Earlier this year, I got an opportunity to work on an existing cloud provisioning automation effort that wasn’t going as well as leadership had hoped for. This was puzzling, as there is no shortage of scripting, APIs, and 3rd party tools available for automated cloud provisioning. Public cloud providers go out of their way in helping (for obvious reasons) corporations ramp up to their cloud offerings in an automated way. The platform teams that were tasked with this effort were also reasonably smart, motivated, and the goals they were shooting for felt reasonable and well thought out.
In around nine months, the teams are back on track, and have delivered an impressive 10x increase in automation compared to previous 24 months. There were no technology and or tooling changes, and along the way the teams also regrettably lost ~15% of the personnel.
Chesterton’s fence is the principle that reforms should not be made until the reasoning behind the existing state of affairs is understood.
In what ways did this metaphorical fence materialize for the automation teams?
- Assuming what users want
- Assuming existing tool set reuse
- Assuming that they could do it alone
Assuming what users want
The teams informed me that they were overly concerned about the lag and under resourcing in tooling and design changes required on the user experience for the new automation. This was attributed to be one of the biggest potential blockers for adopting the new automation.
We set up recorded video sessions for the development teams to understand the day to day work of what users were doing and how they did it. This built rapport and increased understanding of what the real problems were, unearthed unknown bottlenecks, and the project became more real.
Also, the apparent blockers on the lack of user experience tooling did not exist!
Assuming tool set reuse
The development teams designed their automation to orchestrate and reuse the existing tool sets their users used in their daily workflows.
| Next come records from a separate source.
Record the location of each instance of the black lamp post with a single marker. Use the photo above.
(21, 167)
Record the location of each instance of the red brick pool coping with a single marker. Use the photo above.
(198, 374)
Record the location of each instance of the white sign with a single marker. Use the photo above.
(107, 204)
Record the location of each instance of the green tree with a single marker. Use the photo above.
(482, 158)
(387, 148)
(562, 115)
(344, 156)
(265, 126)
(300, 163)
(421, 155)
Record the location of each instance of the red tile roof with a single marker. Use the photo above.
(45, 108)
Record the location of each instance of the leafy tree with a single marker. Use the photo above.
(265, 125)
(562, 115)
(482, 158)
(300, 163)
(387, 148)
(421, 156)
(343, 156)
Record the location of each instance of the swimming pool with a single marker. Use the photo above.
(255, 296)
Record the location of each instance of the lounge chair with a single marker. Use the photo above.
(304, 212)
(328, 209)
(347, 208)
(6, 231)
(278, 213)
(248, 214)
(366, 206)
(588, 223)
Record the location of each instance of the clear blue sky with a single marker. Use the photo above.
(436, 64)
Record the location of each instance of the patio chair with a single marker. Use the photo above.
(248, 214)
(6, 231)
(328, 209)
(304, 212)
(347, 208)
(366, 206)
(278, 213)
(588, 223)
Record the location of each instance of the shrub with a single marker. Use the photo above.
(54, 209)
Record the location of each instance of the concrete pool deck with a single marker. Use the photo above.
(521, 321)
Big mistake! The teams discounted just how much of the existing tool sets were dumb in the sense that they relied on human smarts to be used correctly and reliably. For example, this hid away a lot of missing complex business logic of capacity planning, and self healing that needed to be built up in the automation. As teams started to realize this shortcoming, they became more demanding of the existing tool set authors to enhance their offerings, thus making the new automation robust and reliable.
Assuming that they could do it alone
An extension to the previous assumption, troubleshooting and migrating an existing human driven process is surprisingly complex. No amount of documentation, ticket logs, post incident reviews can capture the richness and intricacy of the remediation process that humans perform to solve complex problems.
The teams started to partner up with existing expert operations teams on trouble shooting issues. This led to even better understanding of the edges of the existing process, and effective replacement designs in the automation for them.